Communication Research Reports
- Discipline: Communication studies
- Language: English
- Edited by: Dave Keating

Publication details
- History: 1984-present
- Publisher: Routledge
- Frequency: Quarterly
- Open access: Hybrid
- Impact factor: 1.3 (2022)

Standard abbreviations
- ISO 4: Commun. Res. Rep.

Indexing
- ISSN: 0882-4096 (print) 1746-4099 (web)
- LCCN: sn85001024
- OCLC no.: 321019859

Links
- Journal homepage; Online access; Online archive;

= Communication Research Reports =

Communication Research Reports is a quarterly peer-reviewed academic journal covering communication studies.
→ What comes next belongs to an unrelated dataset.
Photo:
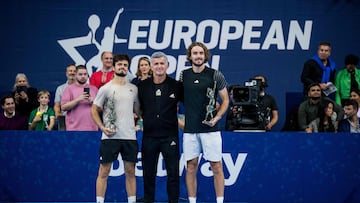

It was established in 1984 and is published by Routledge.

The journal specializes in the publication of reports-style manuscripts using social scientific methods (such as quantitative data analysis). The most common type of manuscripts published are research reports, which often feature "scales, causal models, novel correlations, and immediate observations — constitute the 'nuts and bolts' of human communication..."

In 2016, the journal was rated as the third-most central to the field of human communication.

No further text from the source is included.